The first interstellar object ever discovered in our solar system, known as ‘Oumuamua, has generated enormous interest and controversy since it was spotted in October 2017.
Now, a pair of scientists have presented a robust natural explanation that accounts for ‘Oumuamua’s strangest behaviors, including its puzzling speed boost as it hurtled through the solar system. The new research suggests that the object’s many years in interstellar space left it with an abundance of molecular hydrogen, which was transformed into gas in the presence of the Sun.
This specific mechanism could finally thread the needle between the acceleration of ‘Oumuamua and the lack of hallmark signs of so-called “outgassing” events that are associated with similar speed bursts observed in solar system objects. To that end, the “mechanism can explain many of ‘Oumuamua’s peculiar properties without fine-tuning” and “provides further support that ‘Oumuamua originated as a planetesimal relic broadly similar to Solar System comets,” according to a study published in Nature.
“Given the information that we have, I think that this is our best hope of explaining ‘Oumuamua without having to resort to more sensational ideas, or, as we might say in the science community, ‘fine-tuned’ ideas,” said Jennifer Bergner, an assistant professor of chemistry at the University of Berkeley who led the study.
Darryl Seligman, a postdoctoral researcher at Cornell University and the co-author of the study, also adds:
The takeaway is that it closes the book on the five-year long fierce debate about what ‘Oumuamua was. But it has completely opened up what these interstellar objects are going to tell us about planet formation. It’s the beginning of an entirely new field. It’s important to note that non-gravitational accelerations are not, by themselves, strange. If you sublimate ice off of the comet, it’s like a rocket effect. Ice heats up, sublimates, and produces this outflowing coma and tail, and that’ll push the comet away from the coma.

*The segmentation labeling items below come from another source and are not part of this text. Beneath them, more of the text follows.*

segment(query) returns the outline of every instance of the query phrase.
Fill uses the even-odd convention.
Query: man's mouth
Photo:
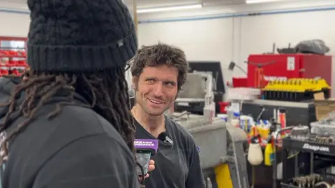
[[[148,98],[148,100],[150,101],[151,102],[154,103],[154,104],[162,104],[163,103],[162,102],[157,101],[157,100],[150,100],[149,98]]]

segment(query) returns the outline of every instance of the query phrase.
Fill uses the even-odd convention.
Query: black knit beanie
[[[125,67],[135,54],[134,24],[121,0],[28,0],[27,62],[40,72]]]

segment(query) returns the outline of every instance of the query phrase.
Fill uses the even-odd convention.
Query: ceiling
[[[133,0],[124,0],[124,2],[128,6],[133,4]],[[202,3],[204,6],[214,6],[244,3],[245,0],[137,0],[137,6],[140,8],[195,3]]]
[[[133,7],[133,0],[123,0],[128,6]],[[245,0],[137,0],[137,8],[171,6],[183,4],[203,3],[204,6],[224,6],[244,3]],[[0,0],[0,4],[10,7],[27,7],[27,0]]]

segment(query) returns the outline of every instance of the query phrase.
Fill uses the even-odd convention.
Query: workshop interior
[[[186,54],[165,115],[193,136],[207,188],[335,187],[335,1],[124,2],[140,47]],[[0,77],[29,68],[29,13],[0,0]]]

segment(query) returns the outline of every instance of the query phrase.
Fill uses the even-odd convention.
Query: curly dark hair
[[[37,111],[60,91],[64,90],[68,91],[66,92],[68,95],[64,100],[57,104],[55,110],[48,115],[49,118],[57,116],[61,111],[62,106],[71,104],[74,101],[75,93],[79,93],[89,101],[89,107],[115,127],[135,155],[135,126],[131,112],[124,72],[124,68],[118,68],[91,73],[47,73],[34,70],[25,72],[23,77],[28,79],[24,79],[16,86],[7,104],[1,105],[8,107],[8,111],[3,121],[0,123],[0,132],[10,125],[12,121],[10,116],[14,111],[18,110],[27,118],[3,141],[5,155],[8,155],[8,141],[22,132],[34,121]],[[17,107],[17,99],[23,92],[25,93],[24,98]],[[137,164],[140,166],[138,163]]]
[[[130,63],[131,75],[135,77],[138,77],[147,66],[165,65],[178,70],[179,91],[186,81],[188,63],[184,51],[177,47],[161,42],[154,45],[142,46]]]

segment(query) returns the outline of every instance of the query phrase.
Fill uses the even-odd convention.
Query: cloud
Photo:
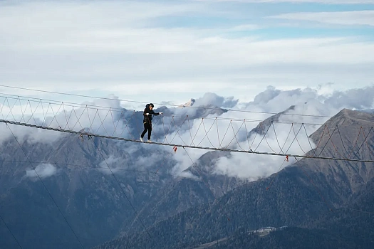
[[[318,3],[323,4],[374,4],[373,0],[194,0],[197,1],[208,2],[239,2],[239,3],[292,3],[292,4],[308,4]]]
[[[234,100],[234,97],[224,97],[218,96],[213,92],[207,92],[202,96],[196,100],[194,105],[204,106],[207,105],[213,105],[222,108],[232,108],[238,103],[239,100]]]
[[[35,170],[27,169],[26,171],[26,177],[29,177],[33,180],[38,180],[38,176],[43,179],[51,176],[57,172],[58,170],[53,165],[51,164],[41,164],[35,167]]]
[[[358,16],[370,12],[333,13],[332,17],[317,13],[313,17],[314,13],[279,16],[281,11],[264,8],[249,19],[240,6],[228,10],[196,1],[5,4],[0,8],[0,80],[29,88],[98,96],[116,92],[123,99],[179,104],[207,92],[243,102],[262,91],[263,85],[282,90],[327,82],[361,87],[374,76],[374,45],[364,36],[336,30],[334,35],[316,36],[292,28],[280,36],[274,31],[279,19],[264,18],[305,16],[364,23],[370,16]],[[182,21],[186,16],[204,21]],[[205,23],[207,27],[202,25]]]
[[[374,26],[374,11],[351,11],[334,12],[298,12],[269,16],[287,20],[312,21],[341,25]]]

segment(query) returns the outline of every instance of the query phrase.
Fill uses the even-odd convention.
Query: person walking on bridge
[[[152,142],[150,140],[150,136],[152,134],[152,115],[162,115],[162,112],[155,112],[153,110],[153,107],[155,107],[155,105],[152,103],[147,104],[145,105],[145,109],[143,112],[143,124],[144,124],[144,131],[142,132],[142,134],[140,135],[140,141],[144,142],[143,137],[144,135],[145,135],[145,133],[148,132],[148,141],[147,142]]]

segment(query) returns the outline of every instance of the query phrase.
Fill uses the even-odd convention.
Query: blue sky
[[[0,82],[154,102],[207,92],[246,102],[268,85],[372,85],[373,38],[371,0],[2,1]]]

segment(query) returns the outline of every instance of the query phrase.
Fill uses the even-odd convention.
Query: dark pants
[[[142,137],[142,138],[144,137],[144,135],[145,134],[147,131],[148,131],[148,140],[150,140],[150,135],[152,133],[152,124],[147,122],[144,123],[144,131],[142,132],[142,135],[140,136]]]

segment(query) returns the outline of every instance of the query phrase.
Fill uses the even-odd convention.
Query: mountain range
[[[202,108],[190,118],[227,112]],[[263,135],[281,114],[249,134]],[[137,112],[129,127],[141,117]],[[370,112],[342,110],[310,135],[317,146],[306,155],[373,160],[373,134],[365,129],[365,140],[357,138],[373,121]],[[162,136],[155,131],[155,139]],[[215,174],[229,152],[207,152],[178,176],[171,174],[172,152],[95,137],[64,134],[51,144],[11,137],[0,152],[1,248],[374,245],[372,162],[295,158],[249,181]],[[249,154],[248,167],[254,164]],[[253,233],[266,227],[276,229]]]

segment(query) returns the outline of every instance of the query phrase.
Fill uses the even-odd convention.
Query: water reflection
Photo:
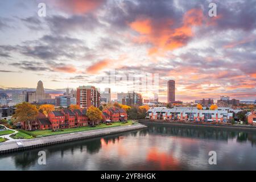
[[[256,169],[256,162],[252,159],[256,158],[255,132],[155,124],[148,126],[139,131],[1,156],[0,170]],[[48,159],[44,166],[38,164],[40,150],[46,151]],[[219,166],[208,165],[210,150],[217,151]],[[231,160],[231,156],[237,157]]]

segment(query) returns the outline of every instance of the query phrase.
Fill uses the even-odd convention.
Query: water
[[[256,170],[256,132],[147,129],[0,156],[0,170]],[[46,165],[38,163],[46,152]],[[217,165],[208,153],[217,152]]]

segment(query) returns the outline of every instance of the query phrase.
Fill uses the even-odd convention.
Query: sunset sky
[[[38,15],[38,3],[46,16]],[[208,5],[217,4],[217,16]],[[159,100],[255,99],[256,1],[0,1],[0,88],[104,84],[110,69],[158,73]]]

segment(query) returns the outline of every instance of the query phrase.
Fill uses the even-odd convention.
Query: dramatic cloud
[[[159,74],[161,101],[170,79],[176,80],[177,100],[256,97],[255,1],[215,1],[216,17],[209,16],[204,0],[43,2],[46,17],[23,2],[26,10],[0,18],[1,76],[26,70],[23,76],[43,77],[53,87],[103,87],[109,85],[99,77],[115,68],[138,77]],[[15,87],[21,78],[0,84]],[[126,92],[124,85],[112,90]]]

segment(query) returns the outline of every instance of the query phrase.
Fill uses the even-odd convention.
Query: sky
[[[256,98],[256,1],[9,0],[0,9],[1,88],[42,80],[125,92],[129,75],[148,74],[163,101],[168,80],[176,100]],[[123,78],[102,81],[113,71]]]

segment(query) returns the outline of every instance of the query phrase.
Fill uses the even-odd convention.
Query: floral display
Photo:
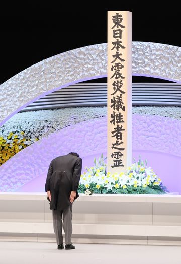
[[[80,177],[78,191],[85,195],[92,193],[155,194],[168,192],[162,181],[150,167],[140,159],[129,167],[126,172],[107,172],[103,156],[94,166],[86,168]]]
[[[135,106],[133,114],[181,120],[176,106]],[[0,127],[0,165],[39,139],[66,126],[107,115],[107,107],[67,107],[19,113]]]

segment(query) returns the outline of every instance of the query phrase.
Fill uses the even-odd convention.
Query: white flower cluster
[[[148,186],[159,185],[161,183],[161,180],[151,167],[145,167],[143,164],[136,162],[128,168],[125,174],[124,172],[106,174],[103,166],[99,168],[95,166],[86,169],[87,172],[81,175],[80,184],[87,189],[91,183],[96,184],[95,188],[99,189],[104,187],[107,190],[112,190],[113,188],[126,189],[129,186],[146,188]]]
[[[181,120],[181,107],[179,106],[134,106],[133,114],[159,115]]]
[[[181,120],[181,107],[175,106],[135,106],[133,114],[161,115]],[[24,132],[24,144],[30,145],[55,131],[77,123],[105,116],[107,107],[67,107],[53,110],[19,113],[0,127],[0,136],[7,138],[10,132],[18,135]]]
[[[91,195],[92,194],[92,192],[89,190],[86,190],[86,191],[84,192],[85,195]]]
[[[19,113],[0,127],[0,135],[7,138],[10,132],[24,137],[30,145],[64,127],[91,119],[105,116],[105,107],[72,107]]]

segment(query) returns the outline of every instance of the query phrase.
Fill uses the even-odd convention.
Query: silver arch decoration
[[[181,48],[133,42],[133,75],[181,83]],[[0,125],[37,99],[81,81],[107,76],[107,43],[73,49],[25,69],[1,86]]]

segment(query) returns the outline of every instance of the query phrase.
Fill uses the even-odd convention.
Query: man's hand
[[[48,198],[50,199],[50,201],[51,201],[51,196],[50,191],[49,190],[47,191],[47,196]]]
[[[70,196],[70,200],[71,203],[72,203],[74,201],[75,197],[76,197],[76,191],[72,190],[71,192]]]

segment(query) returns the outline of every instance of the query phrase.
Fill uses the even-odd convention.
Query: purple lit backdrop
[[[181,122],[158,116],[133,115],[133,157],[141,155],[170,191],[181,193]],[[68,126],[24,149],[0,167],[0,191],[44,192],[51,160],[78,152],[85,167],[106,157],[107,118]]]

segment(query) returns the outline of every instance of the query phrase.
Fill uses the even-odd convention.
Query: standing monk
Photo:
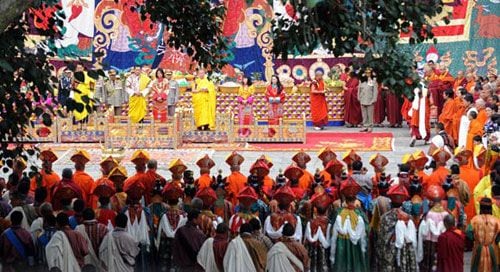
[[[325,91],[323,72],[317,71],[311,83],[311,119],[315,130],[323,130],[328,125],[328,105]]]
[[[358,100],[359,80],[354,72],[350,72],[344,86],[344,121],[346,127],[361,124],[361,105]]]
[[[238,204],[238,194],[245,187],[247,177],[240,172],[240,166],[245,159],[236,151],[233,151],[227,158],[226,163],[231,168],[231,175],[226,179],[227,190],[229,192],[228,199],[234,206]]]
[[[90,155],[85,150],[77,150],[71,161],[75,163],[75,173],[73,174],[73,181],[80,186],[83,194],[83,201],[90,205],[90,196],[92,188],[94,187],[94,179],[85,172],[85,164],[90,161]]]
[[[306,152],[301,150],[292,157],[292,161],[297,163],[297,166],[300,167],[304,173],[299,179],[299,187],[304,190],[309,190],[314,181],[314,176],[311,172],[307,171],[306,164],[311,161],[311,157]]]
[[[205,70],[198,71],[192,94],[194,122],[198,130],[215,129],[215,107],[217,94],[215,85],[205,75]]]
[[[455,115],[454,104],[453,104],[453,91],[446,90],[443,93],[443,97],[444,97],[443,111],[439,115],[438,120],[440,123],[443,123],[444,131],[446,131],[448,135],[452,135],[453,116]]]
[[[427,143],[431,137],[430,113],[431,105],[429,93],[424,83],[420,83],[415,88],[415,97],[412,102],[411,111],[411,143],[410,147],[415,146],[417,140],[423,139]]]
[[[57,156],[52,150],[44,150],[40,153],[42,161],[42,171],[40,176],[35,176],[31,179],[30,191],[35,193],[36,188],[43,187],[47,190],[46,201],[50,202],[52,198],[52,190],[56,187],[61,178],[52,170],[52,164],[57,161]]]

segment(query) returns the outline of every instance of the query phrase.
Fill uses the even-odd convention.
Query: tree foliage
[[[318,47],[335,56],[362,53],[355,67],[370,66],[378,80],[407,92],[416,79],[413,55],[398,48],[401,33],[411,44],[433,39],[426,18],[442,12],[439,0],[290,0],[297,16],[279,16],[273,27],[276,55],[310,54]],[[446,19],[448,20],[448,19]]]

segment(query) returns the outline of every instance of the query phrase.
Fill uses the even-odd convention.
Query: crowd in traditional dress
[[[472,271],[497,270],[498,153],[428,152],[405,155],[393,177],[379,153],[325,147],[314,173],[300,151],[276,178],[265,155],[247,176],[232,152],[227,177],[205,155],[198,175],[171,161],[167,180],[137,150],[136,173],[108,157],[94,180],[86,151],[60,178],[44,150],[39,174],[19,157],[1,184],[0,260],[3,271],[462,271],[472,250]]]

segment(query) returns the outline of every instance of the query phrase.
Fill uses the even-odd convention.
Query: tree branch
[[[33,6],[34,2],[34,0],[1,0],[0,14],[2,16],[0,16],[0,32],[3,32],[23,12]]]

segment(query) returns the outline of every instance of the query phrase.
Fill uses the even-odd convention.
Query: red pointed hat
[[[435,199],[443,199],[444,198],[444,190],[441,186],[439,185],[430,185],[427,190],[425,191],[425,195],[427,196],[428,199],[430,200],[435,200]]]
[[[298,180],[300,177],[304,175],[304,170],[302,168],[298,167],[297,164],[292,163],[290,166],[288,166],[285,169],[285,173],[283,173],[285,177],[289,180]]]
[[[166,200],[179,199],[184,195],[181,186],[176,182],[169,182],[162,192],[163,198]]]
[[[205,187],[196,193],[196,197],[203,200],[203,206],[210,207],[217,200],[217,194],[215,194],[214,189],[210,187]]]
[[[273,198],[278,201],[281,205],[289,205],[295,200],[295,194],[293,193],[290,186],[282,186],[276,190],[273,195]]]
[[[327,194],[324,189],[317,190],[311,197],[311,204],[316,208],[326,209],[332,204],[332,196]]]
[[[342,164],[342,162],[335,158],[326,165],[325,171],[328,172],[328,174],[330,174],[332,177],[338,177],[342,175],[342,172],[344,171],[344,164]]]
[[[92,194],[98,197],[111,197],[115,193],[115,184],[107,178],[99,179],[92,190]]]
[[[406,190],[404,184],[392,185],[387,192],[387,196],[392,202],[400,204],[410,198],[408,190]]]
[[[258,177],[265,177],[269,175],[269,166],[264,161],[256,161],[250,167],[250,174],[255,174]]]
[[[251,186],[245,186],[238,193],[238,200],[245,207],[250,207],[253,203],[255,203],[259,199],[257,193]]]
[[[130,179],[125,180],[125,184],[123,185],[123,191],[127,193],[127,197],[133,200],[140,200],[144,195],[145,191],[144,184],[139,179]]]
[[[355,197],[359,191],[361,186],[352,177],[347,177],[340,183],[340,193],[345,197]]]
[[[292,161],[296,163],[303,162],[304,164],[311,161],[311,156],[309,156],[304,150],[300,150],[297,154],[292,157]]]

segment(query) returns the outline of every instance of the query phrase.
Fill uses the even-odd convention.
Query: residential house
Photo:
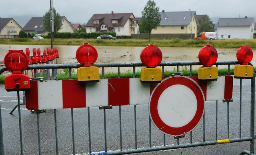
[[[214,29],[217,39],[253,39],[254,18],[220,18]]]
[[[47,35],[48,31],[44,28],[44,17],[32,17],[23,27],[23,31],[27,33]],[[74,32],[76,31],[65,16],[61,16],[62,23],[62,28],[58,32]]]
[[[85,25],[86,32],[111,31],[116,35],[137,34],[139,24],[132,13],[94,14]]]
[[[196,35],[198,23],[195,11],[159,12],[159,26],[152,30],[152,34],[187,34]]]
[[[73,26],[75,29],[77,31],[80,29],[81,27],[82,27],[82,26],[80,24],[72,24],[72,26]]]
[[[0,18],[0,38],[18,37],[22,27],[13,18]],[[5,36],[2,36],[4,35]],[[7,37],[7,36],[9,37]]]

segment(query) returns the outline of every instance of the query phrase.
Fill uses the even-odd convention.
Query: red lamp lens
[[[198,53],[198,59],[204,67],[211,67],[218,59],[218,52],[216,49],[210,45],[202,48]]]
[[[84,66],[91,66],[98,58],[97,50],[88,43],[80,46],[76,53],[77,61]]]
[[[144,48],[140,53],[141,62],[149,68],[157,66],[161,63],[162,58],[161,50],[153,44]]]
[[[252,50],[250,46],[241,46],[236,52],[236,59],[241,65],[248,65],[253,57]]]
[[[6,69],[13,74],[21,74],[28,68],[29,63],[27,55],[23,52],[17,50],[8,52],[4,61]]]

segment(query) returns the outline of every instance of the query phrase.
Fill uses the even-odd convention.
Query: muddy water
[[[60,57],[58,63],[77,63],[76,52],[79,46],[54,46],[58,48]],[[140,62],[140,54],[144,47],[95,46],[98,52],[96,63]],[[40,48],[41,54],[44,49],[50,48],[48,45],[0,45],[0,61],[4,60],[8,50],[23,49],[28,47],[30,55],[33,48]],[[201,48],[159,47],[163,53],[163,62],[197,61],[198,53]],[[217,61],[237,61],[236,49],[216,48],[218,52]],[[251,63],[256,65],[256,52]]]

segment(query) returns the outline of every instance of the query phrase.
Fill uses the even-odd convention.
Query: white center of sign
[[[175,84],[163,92],[158,102],[158,110],[161,119],[166,125],[180,128],[189,123],[197,108],[196,98],[186,86]]]

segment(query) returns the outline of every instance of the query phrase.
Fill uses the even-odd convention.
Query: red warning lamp
[[[29,77],[22,74],[28,66],[28,56],[21,50],[9,50],[4,59],[6,69],[12,74],[4,78],[4,88],[8,92],[24,91],[30,88]]]
[[[218,79],[218,67],[212,67],[217,61],[218,52],[213,47],[207,45],[198,53],[198,59],[203,67],[198,68],[198,79],[210,80]]]
[[[41,50],[40,48],[37,49],[37,60],[38,63],[42,62],[42,57],[41,56]]]
[[[253,57],[253,52],[250,46],[241,46],[236,52],[236,59],[240,65],[235,66],[235,78],[252,78],[253,77],[253,66],[248,65]]]
[[[140,60],[147,67],[141,70],[140,81],[142,82],[161,82],[162,70],[155,67],[161,63],[162,58],[161,50],[153,44],[144,48],[140,53]]]
[[[26,49],[26,54],[27,55],[28,57],[28,61],[29,61],[29,64],[31,64],[32,63],[32,59],[30,57],[30,51],[28,48]]]
[[[42,58],[42,63],[47,63],[47,58],[46,57],[46,50],[44,49],[43,52],[43,57]]]
[[[77,61],[84,66],[77,69],[78,81],[99,82],[100,73],[98,67],[91,66],[98,58],[97,50],[88,43],[84,43],[76,50]]]

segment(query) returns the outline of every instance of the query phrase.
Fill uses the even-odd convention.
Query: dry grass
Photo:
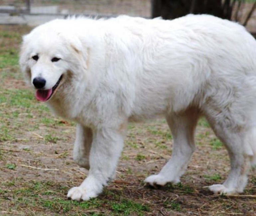
[[[229,164],[203,119],[182,183],[157,189],[143,182],[171,154],[171,136],[158,120],[129,125],[116,179],[102,194],[88,202],[67,199],[68,189],[79,185],[87,171],[72,159],[74,124],[53,116],[22,81],[16,50],[27,30],[0,26],[0,56],[7,61],[0,71],[0,215],[256,215],[255,170],[240,195],[214,195],[206,187],[222,182]]]

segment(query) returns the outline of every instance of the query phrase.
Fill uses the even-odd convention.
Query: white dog
[[[159,116],[173,135],[172,157],[146,182],[179,181],[204,116],[231,163],[210,190],[243,192],[256,163],[256,42],[243,27],[207,15],[71,18],[23,39],[20,64],[37,98],[77,123],[74,159],[89,173],[68,197],[97,196],[114,176],[128,122]]]

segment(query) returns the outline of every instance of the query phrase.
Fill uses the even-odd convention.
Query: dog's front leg
[[[123,149],[123,128],[120,130],[120,128],[106,127],[92,132],[88,175],[80,186],[69,190],[67,197],[73,200],[88,200],[96,197],[102,192],[103,186],[114,175]]]
[[[77,124],[73,157],[76,163],[87,169],[90,168],[89,158],[92,142],[91,129]]]

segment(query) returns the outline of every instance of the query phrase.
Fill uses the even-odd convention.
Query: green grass
[[[218,173],[214,174],[212,175],[204,175],[203,177],[205,178],[208,181],[217,182],[221,179],[221,176]]]
[[[222,143],[217,138],[213,138],[210,141],[210,145],[215,150],[218,149],[223,146]]]

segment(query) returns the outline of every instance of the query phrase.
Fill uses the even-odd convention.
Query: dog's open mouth
[[[63,75],[61,76],[54,86],[50,89],[38,89],[36,92],[36,97],[38,100],[43,102],[49,100],[54,95],[62,79]]]

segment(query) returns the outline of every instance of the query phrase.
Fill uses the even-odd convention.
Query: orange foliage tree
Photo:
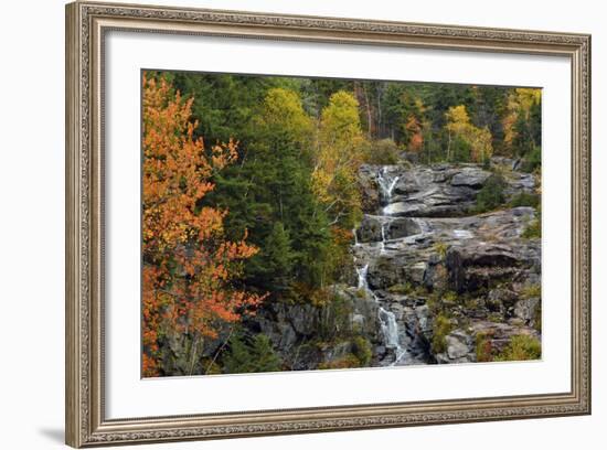
[[[163,78],[145,74],[142,83],[142,371],[163,374],[159,340],[187,336],[191,374],[205,339],[217,339],[263,300],[234,286],[257,248],[246,244],[246,233],[227,242],[227,211],[201,205],[213,173],[237,158],[236,143],[206,149],[193,137],[193,99]]]

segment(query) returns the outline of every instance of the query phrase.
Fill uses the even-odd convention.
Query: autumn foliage
[[[143,376],[161,375],[159,341],[188,336],[193,369],[205,339],[239,321],[263,296],[237,288],[243,260],[257,253],[245,236],[230,242],[228,212],[202,206],[213,175],[236,158],[236,143],[205,148],[194,138],[193,98],[143,75],[142,340]]]

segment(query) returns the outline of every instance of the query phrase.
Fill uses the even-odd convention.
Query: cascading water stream
[[[375,292],[373,292],[369,287],[369,281],[366,280],[368,272],[369,264],[364,265],[363,267],[356,268],[356,275],[359,276],[358,287],[359,289],[364,289],[364,291],[371,296],[373,301],[379,304],[380,300],[375,296]],[[395,365],[403,358],[406,353],[406,351],[401,346],[398,323],[396,322],[396,317],[392,311],[387,311],[380,306],[377,310],[377,318],[380,319],[380,325],[386,349],[394,350],[395,358],[391,365]]]
[[[384,165],[377,173],[377,184],[380,188],[380,196],[383,205],[390,205],[392,202],[392,193],[394,192],[394,189],[396,188],[396,184],[398,183],[400,176],[392,176],[388,173],[388,167]],[[385,222],[384,219],[387,219],[387,216],[390,214],[385,214],[385,208],[382,208],[382,221],[381,221],[381,242],[380,242],[380,255],[384,254],[385,251],[385,243],[386,243],[386,224],[388,222]],[[358,240],[356,231],[353,231],[354,234],[354,247],[360,247],[361,244]],[[365,292],[371,296],[373,301],[379,306],[377,309],[377,319],[380,321],[380,326],[383,335],[383,342],[386,349],[391,349],[394,351],[394,362],[391,363],[391,365],[396,365],[401,362],[407,354],[407,351],[401,345],[401,336],[400,336],[400,330],[398,330],[398,323],[396,321],[396,317],[394,312],[386,310],[380,304],[380,300],[375,296],[375,292],[369,287],[368,281],[368,272],[369,272],[369,262],[366,262],[364,266],[356,268],[356,275],[358,275],[358,287],[359,289],[364,289]]]

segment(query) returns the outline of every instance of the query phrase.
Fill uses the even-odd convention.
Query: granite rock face
[[[505,202],[483,214],[472,212],[492,172],[480,165],[361,168],[365,216],[352,254],[380,311],[377,365],[476,362],[481,344],[499,353],[513,336],[541,338],[541,242],[524,236],[536,212],[508,206],[535,180],[496,162],[507,168]]]
[[[513,161],[496,163],[507,202],[534,192]],[[343,338],[352,335],[366,342],[373,366],[470,363],[513,336],[541,339],[541,243],[524,237],[536,212],[504,204],[473,214],[491,175],[478,164],[362,165],[355,270],[350,286],[331,287],[340,301],[270,302],[247,326],[291,369],[360,356],[361,342]]]

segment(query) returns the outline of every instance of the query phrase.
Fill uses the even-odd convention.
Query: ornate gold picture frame
[[[107,418],[105,36],[109,31],[359,44],[571,62],[571,388],[533,395]],[[175,49],[177,51],[178,49]],[[132,114],[139,114],[134,110]],[[134,149],[138,151],[138,149]],[[66,443],[89,447],[590,414],[590,36],[74,2],[66,7]],[[550,280],[549,280],[550,282]],[[134,323],[132,326],[139,324]]]

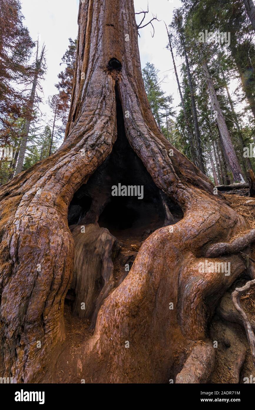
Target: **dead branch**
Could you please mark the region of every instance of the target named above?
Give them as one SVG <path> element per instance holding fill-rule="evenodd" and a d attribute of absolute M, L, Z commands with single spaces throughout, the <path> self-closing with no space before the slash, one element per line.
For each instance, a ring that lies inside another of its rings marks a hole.
<path fill-rule="evenodd" d="M 153 16 L 153 18 L 151 20 L 150 20 L 150 21 L 149 21 L 147 23 L 146 23 L 146 24 L 144 24 L 142 26 L 141 25 L 142 24 L 144 20 L 144 18 L 145 18 L 146 14 L 148 14 L 148 13 L 149 13 L 149 4 L 147 5 L 147 9 L 146 11 L 144 11 L 144 10 L 141 10 L 140 11 L 138 11 L 137 13 L 135 13 L 135 14 L 144 14 L 144 16 L 142 19 L 142 21 L 140 23 L 140 24 L 138 25 L 137 25 L 137 29 L 138 30 L 139 30 L 139 29 L 143 28 L 144 27 L 146 27 L 146 26 L 149 25 L 149 24 L 151 24 L 152 27 L 152 28 L 153 29 L 153 34 L 152 34 L 151 32 L 151 36 L 153 37 L 154 37 L 154 35 L 155 34 L 155 30 L 153 25 L 152 24 L 152 21 L 153 21 L 153 20 L 157 20 L 157 21 L 160 21 L 160 20 L 158 20 L 158 18 L 157 18 L 157 15 L 156 15 L 156 16 L 155 16 L 153 13 L 152 14 L 152 16 Z M 139 32 L 138 32 L 138 35 L 140 37 L 140 35 L 139 34 Z"/>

Darryl Seligman said that it was very surprising that the amount of energy that ‘Oumuamua received from the Sun was not enough to create acceleration by releasing water or CO2. This is very surprising because almost every comet in the solar system is mainly composed of water.
The natural explanation for ‘Oumuamua’s strange movements cuts against a theory forwarded by Harvard astronomer Avi Loeb, who recently completed work at the Pentagon’s UFO investigations department. Loeb believes that the object was actually an alien artifact. It may sound strange, but Loeb’s approach is more rigorous than that of a typical alien hunter. He and his colleagues denied reports of UFOs over Ukraine, and recently confirmed the presence of the first known interstellar object on Earth using classified government data.
Loeb says the new analysis doesn’t disprove his theory, because he thinks ‘Oumuamua’s acceleration would require the hydrogen to completely evaporate.
Earlier research led by Seligman proposed that ‘Oumuamua was in fact made up of extremely rare solid hydrogen—making it the first observed example of a “hydrogen iceberg” — and that this hydrogen boiled off the surface, giving the object its distinctive shape and providing the observed speed boost without a coma.
This hypothesis intrigued Jennifer Bergner, who realized that radiation from cosmic rays could have seeded ‘Oumuamua with a store of so-called “amorphous” ice, a more chaotic version of the typical crystalline ice seen in most comets. This unique composition could account for the specific way that the object blasted out hydrogen that it had accumulated while traveling between stars, while leaving no trace of observable dust.
Next-generation telescopes, such as the Vera Rubin Observatory in Chile, will discover many more interstellar objects. As shown in another recent study led by Darryl Seligman, scientists have already observed a number of so-called “dark comets” that exhibit non-gravitational acceleration without comas.
“You could argue that the comets and the asteroids in the solar system have told us more about the solar system’s formation and evolution than the planets themselves have. In some sense, you could make the same argument that potentially the interstellar comments could tell us more about exoplanets than measurements of exoplanets as far away as they are, because you get to look up closer like the building blocks of exoplanets,” Seligman concluded.